Everyone needs a fleet of flying monkeys to rip the stuffing out of the annoying people in their lives
— Laura

I’m pretty sure I have PVD or bone cancer. My leg hurts and I don’t know why. All I know is I’m pretty certain my days are numbered and I don’t want to be working up to the minute the cold hand of death chokes me out, so I started seriously working toward an early retirement. And since my hand modeling career hasn’t taken off like I had hoped, I created a Voodoo Lotto Altar. I bought tickets in this week’s lottery and by Thursday I should be on Easy Street. Or in the ICU.

Sunday was George Clooney’s birthday and I missed it! I usually do a birthday poem for him, but I have to go eat a two piece snack box from KFC sacrifice a chicken for my Voodoo Lotto Altar, so here’s a birthday haiku I wrote for him instead:

A year older, Boo.
And we’re still not together.
Fuck this bullshit, yo.

Haiku is hard, y’all.


46 Responses to Goober’s dead and I don’t feel too good either.

  1. Hailey says:

    Haiku is very hard.. really

  2. Sunshine Girl says:

    I cant believe you missed Boo’s B-day. you must have really been feelin really really bad. But Im glad your back. he’ll get over it.

  3. Tink says:

    WHAT? MISSED WHAT? OMG there is a snowball in hell.

  4. Princess says:

    yeah, it’s pretty sad that Goober died.. but he was 80 bazillion years old. Still….a sad day.

  5. Holiday says:

    I will be waiting to see the Lotto results posted here. I wish you Luck, Luck, Luck. and if you win can you please throw me a bone or two…..

  6. Tad says:

    Love the altar…it sure looks like it will work. except there are no pins in the VooDoo Doll. whats up with that?

  7. Cheryl Lundgren says:

    So I’m taking the fact that I haven’t seen an “I’m going to Hollywood Post” that you didn’t win the George Clooney/Barack Obama freebie. Probably why your leg hurts. Whenever my mother didn’t want to do something when we were kids, she told us she couldn’t because she had a bone in her leg. This ploy still works on my brothers because they aren’t very smart.

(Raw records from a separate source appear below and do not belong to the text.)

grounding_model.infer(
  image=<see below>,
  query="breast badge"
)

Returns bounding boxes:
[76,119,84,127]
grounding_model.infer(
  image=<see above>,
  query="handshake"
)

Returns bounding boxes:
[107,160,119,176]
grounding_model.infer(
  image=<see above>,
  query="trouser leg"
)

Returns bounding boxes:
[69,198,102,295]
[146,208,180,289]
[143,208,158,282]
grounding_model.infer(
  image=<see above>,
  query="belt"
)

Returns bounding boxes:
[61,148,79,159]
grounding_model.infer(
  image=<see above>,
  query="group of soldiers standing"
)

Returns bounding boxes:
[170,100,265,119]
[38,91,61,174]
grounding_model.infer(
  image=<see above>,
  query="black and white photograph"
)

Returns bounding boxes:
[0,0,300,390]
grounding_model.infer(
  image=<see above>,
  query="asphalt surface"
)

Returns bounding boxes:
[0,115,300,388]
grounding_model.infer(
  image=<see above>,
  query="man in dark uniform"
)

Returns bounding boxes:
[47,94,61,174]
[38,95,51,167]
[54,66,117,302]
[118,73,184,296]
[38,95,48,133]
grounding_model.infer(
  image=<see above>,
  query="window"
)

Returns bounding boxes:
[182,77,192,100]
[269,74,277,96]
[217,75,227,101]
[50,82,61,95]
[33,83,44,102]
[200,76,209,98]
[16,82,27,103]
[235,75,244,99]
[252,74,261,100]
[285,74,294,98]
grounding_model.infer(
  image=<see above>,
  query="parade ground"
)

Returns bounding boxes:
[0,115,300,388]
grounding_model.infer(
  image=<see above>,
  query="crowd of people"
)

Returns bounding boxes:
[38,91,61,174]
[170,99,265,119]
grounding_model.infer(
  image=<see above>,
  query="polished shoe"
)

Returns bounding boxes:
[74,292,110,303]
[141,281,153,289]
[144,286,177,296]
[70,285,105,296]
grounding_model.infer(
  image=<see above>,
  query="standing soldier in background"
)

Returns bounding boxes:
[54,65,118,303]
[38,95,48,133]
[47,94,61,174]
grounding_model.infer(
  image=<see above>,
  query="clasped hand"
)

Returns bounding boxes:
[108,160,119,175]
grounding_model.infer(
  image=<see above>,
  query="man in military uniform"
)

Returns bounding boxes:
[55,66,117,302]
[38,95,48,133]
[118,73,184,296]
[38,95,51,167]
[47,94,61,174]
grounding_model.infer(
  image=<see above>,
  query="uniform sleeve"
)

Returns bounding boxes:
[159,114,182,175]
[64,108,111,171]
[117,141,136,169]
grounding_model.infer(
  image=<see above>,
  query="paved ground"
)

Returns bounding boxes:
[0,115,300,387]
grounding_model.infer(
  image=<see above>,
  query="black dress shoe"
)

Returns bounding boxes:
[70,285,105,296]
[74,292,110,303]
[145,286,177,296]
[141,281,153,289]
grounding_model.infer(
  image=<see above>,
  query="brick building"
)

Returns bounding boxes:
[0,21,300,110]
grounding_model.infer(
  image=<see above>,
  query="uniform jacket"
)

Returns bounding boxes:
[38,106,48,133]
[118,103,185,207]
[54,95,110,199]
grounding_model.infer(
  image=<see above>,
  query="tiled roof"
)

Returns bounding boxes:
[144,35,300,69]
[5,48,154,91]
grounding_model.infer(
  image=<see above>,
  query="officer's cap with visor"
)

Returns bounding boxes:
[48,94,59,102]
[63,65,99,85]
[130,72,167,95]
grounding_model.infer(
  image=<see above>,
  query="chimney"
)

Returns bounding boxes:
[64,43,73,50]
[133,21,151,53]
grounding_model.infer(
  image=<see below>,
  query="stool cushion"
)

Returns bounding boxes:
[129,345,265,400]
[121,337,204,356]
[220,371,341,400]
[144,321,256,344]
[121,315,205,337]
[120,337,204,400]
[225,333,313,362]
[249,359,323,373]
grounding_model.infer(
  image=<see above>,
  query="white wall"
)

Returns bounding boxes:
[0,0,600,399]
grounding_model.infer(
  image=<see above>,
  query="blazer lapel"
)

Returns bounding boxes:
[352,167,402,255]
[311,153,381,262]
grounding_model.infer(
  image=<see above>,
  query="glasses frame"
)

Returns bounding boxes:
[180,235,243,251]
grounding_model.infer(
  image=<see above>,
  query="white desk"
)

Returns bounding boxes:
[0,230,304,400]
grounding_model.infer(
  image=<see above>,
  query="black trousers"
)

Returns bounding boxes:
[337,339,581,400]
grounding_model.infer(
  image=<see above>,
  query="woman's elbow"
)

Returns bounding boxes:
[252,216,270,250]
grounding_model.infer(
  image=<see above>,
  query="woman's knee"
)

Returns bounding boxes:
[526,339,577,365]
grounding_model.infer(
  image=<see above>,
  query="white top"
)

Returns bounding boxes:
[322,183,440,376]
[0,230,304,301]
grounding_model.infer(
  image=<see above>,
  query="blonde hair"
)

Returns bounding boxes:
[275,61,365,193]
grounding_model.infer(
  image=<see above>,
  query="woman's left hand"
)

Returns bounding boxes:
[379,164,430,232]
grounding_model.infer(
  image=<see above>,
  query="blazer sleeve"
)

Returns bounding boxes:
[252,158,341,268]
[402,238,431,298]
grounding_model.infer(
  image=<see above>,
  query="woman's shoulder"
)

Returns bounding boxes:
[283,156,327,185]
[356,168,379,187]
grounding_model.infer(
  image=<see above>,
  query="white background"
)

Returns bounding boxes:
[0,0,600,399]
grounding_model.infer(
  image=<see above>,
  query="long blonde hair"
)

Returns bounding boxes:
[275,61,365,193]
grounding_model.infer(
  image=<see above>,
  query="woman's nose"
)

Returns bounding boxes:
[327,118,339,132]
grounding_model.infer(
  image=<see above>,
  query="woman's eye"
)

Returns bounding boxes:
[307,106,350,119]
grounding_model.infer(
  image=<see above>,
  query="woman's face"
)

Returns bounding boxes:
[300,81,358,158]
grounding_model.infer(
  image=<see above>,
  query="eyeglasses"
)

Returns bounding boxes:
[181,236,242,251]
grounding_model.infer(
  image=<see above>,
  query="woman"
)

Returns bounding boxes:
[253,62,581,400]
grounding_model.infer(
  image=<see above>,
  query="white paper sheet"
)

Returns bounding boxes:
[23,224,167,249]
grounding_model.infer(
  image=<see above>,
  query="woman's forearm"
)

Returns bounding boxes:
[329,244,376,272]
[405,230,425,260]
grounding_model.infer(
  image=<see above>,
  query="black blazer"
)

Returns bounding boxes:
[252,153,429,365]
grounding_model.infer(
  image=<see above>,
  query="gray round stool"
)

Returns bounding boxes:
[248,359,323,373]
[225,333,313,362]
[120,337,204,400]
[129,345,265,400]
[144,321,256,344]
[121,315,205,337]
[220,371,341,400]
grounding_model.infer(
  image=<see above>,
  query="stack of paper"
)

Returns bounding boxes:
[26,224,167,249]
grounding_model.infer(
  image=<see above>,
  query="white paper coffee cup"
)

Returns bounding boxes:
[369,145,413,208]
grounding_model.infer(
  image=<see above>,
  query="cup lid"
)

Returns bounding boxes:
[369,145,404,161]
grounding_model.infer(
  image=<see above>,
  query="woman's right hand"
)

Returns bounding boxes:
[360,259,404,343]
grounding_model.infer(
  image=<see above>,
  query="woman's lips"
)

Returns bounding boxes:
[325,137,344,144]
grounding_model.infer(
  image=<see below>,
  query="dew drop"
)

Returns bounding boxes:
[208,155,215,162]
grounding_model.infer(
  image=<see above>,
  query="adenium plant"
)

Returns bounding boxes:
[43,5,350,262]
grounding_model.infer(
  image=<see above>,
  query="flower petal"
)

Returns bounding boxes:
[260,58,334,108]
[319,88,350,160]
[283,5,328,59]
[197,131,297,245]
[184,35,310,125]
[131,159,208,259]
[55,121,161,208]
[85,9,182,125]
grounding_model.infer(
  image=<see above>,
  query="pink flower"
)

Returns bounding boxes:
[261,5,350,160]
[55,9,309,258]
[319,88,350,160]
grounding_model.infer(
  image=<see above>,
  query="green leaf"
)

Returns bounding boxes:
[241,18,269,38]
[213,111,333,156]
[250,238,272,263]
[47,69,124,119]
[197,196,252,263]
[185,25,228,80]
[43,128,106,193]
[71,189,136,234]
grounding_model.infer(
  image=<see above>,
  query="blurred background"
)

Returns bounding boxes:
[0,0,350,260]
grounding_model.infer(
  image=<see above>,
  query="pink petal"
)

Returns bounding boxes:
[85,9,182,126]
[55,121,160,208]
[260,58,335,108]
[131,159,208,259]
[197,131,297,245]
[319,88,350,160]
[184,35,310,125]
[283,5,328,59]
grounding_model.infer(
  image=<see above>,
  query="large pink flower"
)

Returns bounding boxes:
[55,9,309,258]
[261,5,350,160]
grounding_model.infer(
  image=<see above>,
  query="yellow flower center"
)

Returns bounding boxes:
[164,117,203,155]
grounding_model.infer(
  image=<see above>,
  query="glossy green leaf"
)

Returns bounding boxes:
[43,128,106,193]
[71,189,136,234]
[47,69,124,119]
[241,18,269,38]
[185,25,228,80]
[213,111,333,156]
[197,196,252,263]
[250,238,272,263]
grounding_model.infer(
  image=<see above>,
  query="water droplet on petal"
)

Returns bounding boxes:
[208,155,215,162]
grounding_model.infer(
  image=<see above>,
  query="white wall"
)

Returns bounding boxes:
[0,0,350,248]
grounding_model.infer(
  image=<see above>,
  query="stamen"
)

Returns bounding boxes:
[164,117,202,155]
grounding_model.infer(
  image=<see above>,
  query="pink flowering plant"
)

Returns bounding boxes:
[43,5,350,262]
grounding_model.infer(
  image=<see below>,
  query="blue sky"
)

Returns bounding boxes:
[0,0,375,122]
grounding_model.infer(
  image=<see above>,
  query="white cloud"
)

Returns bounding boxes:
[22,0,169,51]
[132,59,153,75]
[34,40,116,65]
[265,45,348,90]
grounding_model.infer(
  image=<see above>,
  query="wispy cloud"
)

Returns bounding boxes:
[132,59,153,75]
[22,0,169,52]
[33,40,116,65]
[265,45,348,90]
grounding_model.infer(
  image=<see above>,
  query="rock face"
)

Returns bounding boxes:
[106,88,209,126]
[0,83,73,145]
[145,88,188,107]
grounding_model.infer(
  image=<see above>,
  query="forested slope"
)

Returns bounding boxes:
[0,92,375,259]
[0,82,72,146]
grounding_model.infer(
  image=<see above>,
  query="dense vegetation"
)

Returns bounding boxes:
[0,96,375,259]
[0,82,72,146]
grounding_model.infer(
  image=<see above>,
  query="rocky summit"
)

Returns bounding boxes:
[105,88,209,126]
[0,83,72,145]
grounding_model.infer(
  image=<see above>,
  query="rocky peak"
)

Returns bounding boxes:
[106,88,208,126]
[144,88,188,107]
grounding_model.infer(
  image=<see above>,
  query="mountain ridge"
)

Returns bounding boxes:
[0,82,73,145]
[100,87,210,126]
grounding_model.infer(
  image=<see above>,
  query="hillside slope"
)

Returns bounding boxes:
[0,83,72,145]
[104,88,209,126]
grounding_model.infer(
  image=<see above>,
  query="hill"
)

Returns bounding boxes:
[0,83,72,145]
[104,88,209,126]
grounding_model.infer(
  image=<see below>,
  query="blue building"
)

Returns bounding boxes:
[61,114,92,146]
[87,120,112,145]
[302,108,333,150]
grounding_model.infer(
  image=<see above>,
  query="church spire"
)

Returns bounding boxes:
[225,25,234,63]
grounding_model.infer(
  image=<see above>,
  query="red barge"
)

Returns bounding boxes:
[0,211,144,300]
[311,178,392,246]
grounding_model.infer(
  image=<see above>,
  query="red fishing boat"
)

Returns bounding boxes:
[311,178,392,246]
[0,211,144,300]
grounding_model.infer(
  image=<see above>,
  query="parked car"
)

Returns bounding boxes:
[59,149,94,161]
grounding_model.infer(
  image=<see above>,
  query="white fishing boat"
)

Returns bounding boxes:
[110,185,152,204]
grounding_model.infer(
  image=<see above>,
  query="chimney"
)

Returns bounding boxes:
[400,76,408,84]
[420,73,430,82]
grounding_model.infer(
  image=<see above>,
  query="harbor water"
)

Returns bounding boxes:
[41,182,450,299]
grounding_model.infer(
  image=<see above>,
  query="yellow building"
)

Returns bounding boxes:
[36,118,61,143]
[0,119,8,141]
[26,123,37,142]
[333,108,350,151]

    When you sacrifice the chicken, remember it’s supposed to be the whole chicken not just the bones and crumbs from the biscuit. Good luck with the Lotto.

    • Laura says:

      No, I didn’t win! And that pisses me off! It probably is the cause of my PVD! I should sue the President!
      So what you’re telling me is biscuit crumbs aren’t good voodoo? Shit.

  8. Jena says:

    Is that a baby goat?

  9. Jena says:

    J needs to loan you his black card, they help put ANYTHING into remission! FACT!!!

  10. Mark12A says:

    I don’t know what PVD is, but I expect that any disease with “VD” in the name can’t be fun.

  11. SB Smith says:

    It really SUCKS big time when life’s SHIT gets in the way of other things that for you, personally, are just AS important if not MORE so.
    Ohh, can I relate.
    I still celebrate when I realized Russell Crowe had become hard wired in my brain, and it pisses me off when mortals and their minutia interfere.
    (BTW & FYI: my original Russell date is June 9th, 2000….RC’s B*Day : April 7, 1964.)
    Yeah, I know you were just dyin to know that trivia..

    Hope your leg’s not terminal !

  12. Jeffro says:

    If your Voodoo Lotto Altar fails in it’s mission, you might consider adding a Domo to it. You just never know.

  13. Liz says:

    I also don’t know what PVD is. Since I’m too lazy to Google that shit I’ll just say stop gettin’ all scientific (or medical?) on us here. Use terms we understand like rabies and cholera. You’ll make us all feel better (OK, maybe just me!). Fact.

  14. Yabu says:

    I hope the T-Rex gets lucky…that’d be some major folding money. You never know.

  15. Jennifer says:

    I’m baaaack!!

    Good luck on the Lottery Voodoo! lol

  16. Fluffy says:

    I like Goobers. Milk chocolate covered peanuts make a nice snack at the movie theater. : )

  17. zonker says:

    Well, when your leg inevitably withers and falls off, you can just whittle a new one from an enormous circus peanut. So there’s that.

    FYI…I’ve no idea who the hell Goober is but Maurice Sendak died today. That just sucks.

    • Laura says:

      A Circus Peanut leg is genius. You should get a patent.

      Don’t you watch Nick At Night? Goober lived in Mayberry and worked at the gas station.

  18. kim says:

    i’m sorry chiquita i thought i knew all your pets and fantasy men… but sadly i have to ask, who is goober?

  19. Elphaba says:

    It ain’t Basho, but it certainly gets the point across! ;)

  20. Fluffy says:

    Gomer pumps gass, Goober knows cars.

  21. ManhattanMaven says:

    LOL…LOVE the new banner although i will miss seeing the beauteous Thelma’s superbly dismissive face gazing down at me!!